The training of the LDM involves training the autoencoder in the perceptual compression stage and then training the generative model in the semantic compression stage. The resulting LDM can be used for high-resolution image synthesis and other tasks such as inpainting and super-resolution. The LDM offers a computationally tractable approach to diffusion-based image synthesis and provides flexibility in modeling various image modalities.

 What happens when you ask about something outside the paper content? Eg., To compare this work with any other related work??

In [326]:
response=qa_system.run("Are there any new papers for Text-to-Audio generation based on latent diffusion models?, If true, give the details of those papers")
display(Markdown(response))

Based on the provided context, there is no mention of any new papers specifically related to Text-to-Audio generation based on latent diffusion models.

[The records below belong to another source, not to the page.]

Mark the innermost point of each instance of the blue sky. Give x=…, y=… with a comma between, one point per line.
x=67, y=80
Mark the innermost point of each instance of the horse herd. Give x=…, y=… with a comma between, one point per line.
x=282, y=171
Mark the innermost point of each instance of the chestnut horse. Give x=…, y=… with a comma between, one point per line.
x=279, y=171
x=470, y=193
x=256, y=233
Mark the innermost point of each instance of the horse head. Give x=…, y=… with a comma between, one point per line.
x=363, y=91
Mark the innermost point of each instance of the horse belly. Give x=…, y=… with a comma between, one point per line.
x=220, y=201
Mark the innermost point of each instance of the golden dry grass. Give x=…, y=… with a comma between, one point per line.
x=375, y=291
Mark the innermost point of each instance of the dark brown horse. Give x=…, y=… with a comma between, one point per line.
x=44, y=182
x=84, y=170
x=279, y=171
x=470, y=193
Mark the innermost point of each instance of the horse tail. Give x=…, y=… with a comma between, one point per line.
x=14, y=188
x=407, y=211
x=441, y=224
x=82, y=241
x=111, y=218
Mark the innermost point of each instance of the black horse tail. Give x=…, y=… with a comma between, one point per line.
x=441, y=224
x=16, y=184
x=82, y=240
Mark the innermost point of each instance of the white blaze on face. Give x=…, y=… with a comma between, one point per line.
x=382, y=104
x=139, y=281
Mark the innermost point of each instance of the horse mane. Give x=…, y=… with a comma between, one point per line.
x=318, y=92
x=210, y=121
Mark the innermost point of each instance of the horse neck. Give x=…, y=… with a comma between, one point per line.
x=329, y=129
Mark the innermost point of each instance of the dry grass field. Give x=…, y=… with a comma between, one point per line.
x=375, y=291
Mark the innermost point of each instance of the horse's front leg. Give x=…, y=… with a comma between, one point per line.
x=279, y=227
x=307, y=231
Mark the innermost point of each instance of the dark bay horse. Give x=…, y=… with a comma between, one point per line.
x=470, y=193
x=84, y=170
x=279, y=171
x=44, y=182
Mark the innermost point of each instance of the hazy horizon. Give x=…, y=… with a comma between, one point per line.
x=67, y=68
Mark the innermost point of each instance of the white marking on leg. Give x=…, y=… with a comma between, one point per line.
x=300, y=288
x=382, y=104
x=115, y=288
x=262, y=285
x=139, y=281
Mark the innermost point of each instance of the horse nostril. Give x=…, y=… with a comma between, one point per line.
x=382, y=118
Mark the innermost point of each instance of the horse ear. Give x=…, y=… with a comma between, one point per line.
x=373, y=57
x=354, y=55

Therefore, it is not possible to provide any details about such papers.

 How to solve this? - Can be solved by simply adding a search functionality

In [322]:
# Initialize the SerpAPIWrapper for search functionality
search = SerpAPIWrapper()

Define the QA Chain as a tool along with the Serp search tool

In [323]:
tools = [
    Tool(
        name="Search",
        func=search.run,
        description="Useful when you need to answer questions about current events or past events related to the scientic paper, which are not explicit contents of the paper."
    ),
    Tool(
        name="QA system",
        func=qa_system.run,
        description="Useful when you need to answer questions from the contents of the given scientific paper."
    ),
]

Construct an Agent using the tools

In [324]:
agent = initialize_agent(
    tools,
    llm,
    agent=AgentType.ZERO_SHOT_REACT_DESCRIPTION,
    handle_parsing_errors=True,
    verbose=False)

In [327]:
response=agent.run("Are there any new papers for Text-to-Audio generation based on latent diffusion models?, If true, give the details of those papers")
display(Markdown(response))

Yes, there is a new paper called "AudioLDM: Text-to-Audio Generation Based on Latent Diffusion Models" which is a TTA system that is built on a latent space to learn the continuous audio representations from contrastive training.